Soon after, we find ourselves on a long, grinding hill that goes through the hamlet of Bramshill. Yeah, Bramshill had an actual hill, and it’s a bastard. Who knew?

The legs are beginning to suffer a little, and some of our number decide to have a little stretch which gives me the chance to get this satisfyingly symmetrical picture.

Stretchy time.

For one of our crew, their time on this hike is numbered.

We reach the Tally Ho in Eversley, last seen in Hike 3, where to our dismay but not surprise Rob announces that he cannot continue, and has also enacted Pete’s Law. That’s right, reader, Rob was our second hike casualty. Holly comes to get him, greets us by giving us a gesture that I assume means staking a vampire, and then there were four.

Okay, Rob took this earlier but I just like this picture, so you’ll have to accept the manipulation of continuity.

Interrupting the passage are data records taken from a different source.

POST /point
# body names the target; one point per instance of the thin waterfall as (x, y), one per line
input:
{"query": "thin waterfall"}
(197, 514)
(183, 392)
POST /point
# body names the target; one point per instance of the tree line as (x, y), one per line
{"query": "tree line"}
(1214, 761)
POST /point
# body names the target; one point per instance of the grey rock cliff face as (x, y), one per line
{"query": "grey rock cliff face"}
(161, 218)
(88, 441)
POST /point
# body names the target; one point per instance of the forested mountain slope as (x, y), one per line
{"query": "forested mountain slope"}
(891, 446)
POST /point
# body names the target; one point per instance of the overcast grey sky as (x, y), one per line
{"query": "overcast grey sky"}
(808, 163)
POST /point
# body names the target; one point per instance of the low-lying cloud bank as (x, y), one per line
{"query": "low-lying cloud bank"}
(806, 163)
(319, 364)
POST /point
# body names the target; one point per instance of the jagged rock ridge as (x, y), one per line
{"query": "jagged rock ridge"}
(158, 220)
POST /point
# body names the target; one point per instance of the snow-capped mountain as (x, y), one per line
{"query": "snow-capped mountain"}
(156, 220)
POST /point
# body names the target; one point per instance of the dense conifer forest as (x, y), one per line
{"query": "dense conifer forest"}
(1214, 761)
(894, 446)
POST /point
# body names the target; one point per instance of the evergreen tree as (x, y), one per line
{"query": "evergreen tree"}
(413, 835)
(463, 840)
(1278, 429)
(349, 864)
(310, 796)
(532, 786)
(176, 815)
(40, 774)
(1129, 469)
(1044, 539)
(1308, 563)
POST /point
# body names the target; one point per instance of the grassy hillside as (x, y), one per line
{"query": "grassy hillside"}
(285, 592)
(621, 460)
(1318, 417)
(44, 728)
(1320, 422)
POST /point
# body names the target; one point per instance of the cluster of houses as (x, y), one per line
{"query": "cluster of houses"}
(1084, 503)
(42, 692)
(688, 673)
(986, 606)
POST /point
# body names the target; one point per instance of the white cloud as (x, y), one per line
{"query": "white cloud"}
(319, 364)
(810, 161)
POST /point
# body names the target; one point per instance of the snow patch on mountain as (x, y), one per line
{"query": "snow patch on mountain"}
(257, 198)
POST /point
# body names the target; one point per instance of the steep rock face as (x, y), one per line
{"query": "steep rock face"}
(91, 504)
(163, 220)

We continue. We sorely miss our companion, and our feet are tired. At least the weather is finally pleasant, and the landscape is very familiar, having trekked along this route several times in the past.

We see this, which we know in our hearts would have made Rob snigger.

Eventually we emerge from the peaceful farmlands that we crossed years ago in the opposite direction when we walked from Crowthorne to Silchester, arriving in Little Sandhurst. This return to society is an unpleasant surprise, as without the tranquil countryside to distract us, we’re (or at least I’m) suddenly aware of how sore our feet are. We shuffle on and up, until we reach our end point, the Bird in Hand.

We finished, but we weren’t the people we were at the start.

It’s pretty hard to objectively review any pub in lockdown, given it’s a lot of sitting outside and tolerating the weather, but the Bird in Hand did okay. When the staff came over to ask us what we wanted to drink, we all ordered a beer, except for Mat, who felt he should head back to his family as the hike had taken longer than planned owing to some confusing extra mileage which had appeared along the way (the joys of improvising the route). He declined, saying “I’ve got an uber coming in fifteen minutes so you probably won’t have time.” “I’ll take that bet,” The bar staff replied confidently, and shot off to get our drinks.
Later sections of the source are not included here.